Ekonomim'den Şenay ZEREN'in haberine göre, Borsa İstanbul, 2022 yılında yaklaşık yüzde 200 prim yaparken, yatırımcısı bu yıl aradığını bulamadı. Uzmanlar, 2023 yılında benzer yükselişlerin yaşanmayacağı konusunda uyarılarını en başta yaparken; 2023 yılını da seçimden önce ve seçimden sonra olarak ikiye ayırmıştı.

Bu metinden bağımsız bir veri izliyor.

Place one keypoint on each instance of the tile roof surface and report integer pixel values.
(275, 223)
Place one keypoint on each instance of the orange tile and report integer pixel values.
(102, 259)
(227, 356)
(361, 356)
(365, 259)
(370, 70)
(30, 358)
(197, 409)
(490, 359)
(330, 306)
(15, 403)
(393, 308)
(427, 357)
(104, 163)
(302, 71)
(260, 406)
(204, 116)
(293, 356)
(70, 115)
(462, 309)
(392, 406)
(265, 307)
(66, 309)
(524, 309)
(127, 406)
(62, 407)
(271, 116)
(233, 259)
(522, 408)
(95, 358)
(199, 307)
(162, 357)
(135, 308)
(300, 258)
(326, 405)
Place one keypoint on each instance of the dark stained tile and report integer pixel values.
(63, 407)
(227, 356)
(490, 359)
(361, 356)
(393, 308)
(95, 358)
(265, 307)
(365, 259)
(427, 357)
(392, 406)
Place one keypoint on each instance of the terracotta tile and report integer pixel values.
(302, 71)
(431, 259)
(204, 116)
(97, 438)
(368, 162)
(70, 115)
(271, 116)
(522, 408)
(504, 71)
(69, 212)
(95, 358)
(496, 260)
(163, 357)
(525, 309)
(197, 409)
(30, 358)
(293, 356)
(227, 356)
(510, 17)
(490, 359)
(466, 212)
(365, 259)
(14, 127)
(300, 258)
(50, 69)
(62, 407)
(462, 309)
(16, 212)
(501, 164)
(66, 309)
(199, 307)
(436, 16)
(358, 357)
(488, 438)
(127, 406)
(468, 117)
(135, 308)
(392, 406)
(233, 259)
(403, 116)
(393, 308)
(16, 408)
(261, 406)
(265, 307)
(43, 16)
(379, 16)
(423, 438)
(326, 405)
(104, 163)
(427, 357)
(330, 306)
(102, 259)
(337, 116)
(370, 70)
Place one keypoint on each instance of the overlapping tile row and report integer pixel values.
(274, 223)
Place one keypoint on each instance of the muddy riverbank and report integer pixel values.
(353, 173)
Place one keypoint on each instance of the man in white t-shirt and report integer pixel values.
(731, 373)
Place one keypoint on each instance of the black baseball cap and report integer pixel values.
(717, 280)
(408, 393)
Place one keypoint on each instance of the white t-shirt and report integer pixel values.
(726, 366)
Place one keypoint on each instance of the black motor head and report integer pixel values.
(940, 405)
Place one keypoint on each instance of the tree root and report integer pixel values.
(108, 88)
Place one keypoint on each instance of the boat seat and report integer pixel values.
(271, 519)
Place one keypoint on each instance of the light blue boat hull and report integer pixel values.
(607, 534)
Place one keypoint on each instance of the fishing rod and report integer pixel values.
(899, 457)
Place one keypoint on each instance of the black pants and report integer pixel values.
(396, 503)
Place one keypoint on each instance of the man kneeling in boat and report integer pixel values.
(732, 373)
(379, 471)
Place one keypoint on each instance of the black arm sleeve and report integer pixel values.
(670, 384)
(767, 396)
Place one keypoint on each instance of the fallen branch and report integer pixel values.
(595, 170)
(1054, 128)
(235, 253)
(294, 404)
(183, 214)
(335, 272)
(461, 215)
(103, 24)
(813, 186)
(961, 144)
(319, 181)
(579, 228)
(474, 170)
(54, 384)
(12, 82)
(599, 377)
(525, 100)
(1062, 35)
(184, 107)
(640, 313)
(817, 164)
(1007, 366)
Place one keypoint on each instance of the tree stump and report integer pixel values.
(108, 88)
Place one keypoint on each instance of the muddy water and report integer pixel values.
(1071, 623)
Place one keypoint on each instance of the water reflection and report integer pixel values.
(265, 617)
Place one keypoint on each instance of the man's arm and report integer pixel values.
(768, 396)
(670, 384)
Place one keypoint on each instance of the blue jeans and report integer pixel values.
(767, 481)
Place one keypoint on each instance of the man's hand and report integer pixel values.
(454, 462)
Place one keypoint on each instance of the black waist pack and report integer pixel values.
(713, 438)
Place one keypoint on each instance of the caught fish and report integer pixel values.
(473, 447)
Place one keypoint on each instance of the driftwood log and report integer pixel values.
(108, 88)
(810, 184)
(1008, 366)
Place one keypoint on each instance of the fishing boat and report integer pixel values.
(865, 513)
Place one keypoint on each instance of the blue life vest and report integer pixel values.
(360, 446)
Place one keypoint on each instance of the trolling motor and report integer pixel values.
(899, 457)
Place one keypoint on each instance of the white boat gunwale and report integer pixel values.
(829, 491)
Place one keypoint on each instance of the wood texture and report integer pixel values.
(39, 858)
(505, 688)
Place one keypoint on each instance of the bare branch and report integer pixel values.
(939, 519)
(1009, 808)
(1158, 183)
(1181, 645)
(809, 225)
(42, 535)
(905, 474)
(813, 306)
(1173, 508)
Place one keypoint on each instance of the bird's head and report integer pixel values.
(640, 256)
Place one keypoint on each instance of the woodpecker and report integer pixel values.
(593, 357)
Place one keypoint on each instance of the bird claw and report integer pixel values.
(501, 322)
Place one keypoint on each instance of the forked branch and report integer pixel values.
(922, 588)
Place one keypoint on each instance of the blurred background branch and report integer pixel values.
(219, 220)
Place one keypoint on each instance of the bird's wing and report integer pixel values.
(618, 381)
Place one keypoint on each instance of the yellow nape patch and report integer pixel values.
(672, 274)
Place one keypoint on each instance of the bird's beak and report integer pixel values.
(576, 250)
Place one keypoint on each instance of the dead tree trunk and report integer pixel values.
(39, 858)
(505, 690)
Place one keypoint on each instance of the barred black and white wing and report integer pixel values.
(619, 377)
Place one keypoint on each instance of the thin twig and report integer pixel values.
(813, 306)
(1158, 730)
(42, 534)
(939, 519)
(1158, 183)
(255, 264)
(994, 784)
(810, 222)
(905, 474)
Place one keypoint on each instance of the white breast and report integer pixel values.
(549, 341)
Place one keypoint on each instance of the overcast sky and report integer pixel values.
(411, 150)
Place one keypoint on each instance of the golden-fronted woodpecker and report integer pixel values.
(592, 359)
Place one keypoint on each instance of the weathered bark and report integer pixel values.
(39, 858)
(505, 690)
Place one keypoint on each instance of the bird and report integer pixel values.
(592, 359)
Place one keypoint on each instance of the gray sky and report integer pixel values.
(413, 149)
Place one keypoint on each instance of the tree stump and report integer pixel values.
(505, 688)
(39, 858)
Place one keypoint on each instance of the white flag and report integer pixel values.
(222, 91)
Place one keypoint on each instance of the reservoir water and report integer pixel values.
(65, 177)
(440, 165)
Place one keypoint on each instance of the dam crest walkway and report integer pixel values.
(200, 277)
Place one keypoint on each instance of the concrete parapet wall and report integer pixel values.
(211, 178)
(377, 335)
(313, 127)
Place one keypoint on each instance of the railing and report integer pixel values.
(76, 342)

Cumhurbaşkanlığı ve 28. Dönem Milletvekilliği seçimleri 14 Mayıs tarihinde yapılacakken, seçimin ikinci tura kalması halinde de ikinci tur seçim tarihi 28 Mayıs olarak açıklandı. Uzmanlar ise seçime kadar Borsada oynaklığın süreceğine işaret ederken, 4500 puan ile 5500 puan arasında hareket edebileceğini öngörüyor. Buna göre seçime yaklaşık 6 hafta kalmış bulunuyor.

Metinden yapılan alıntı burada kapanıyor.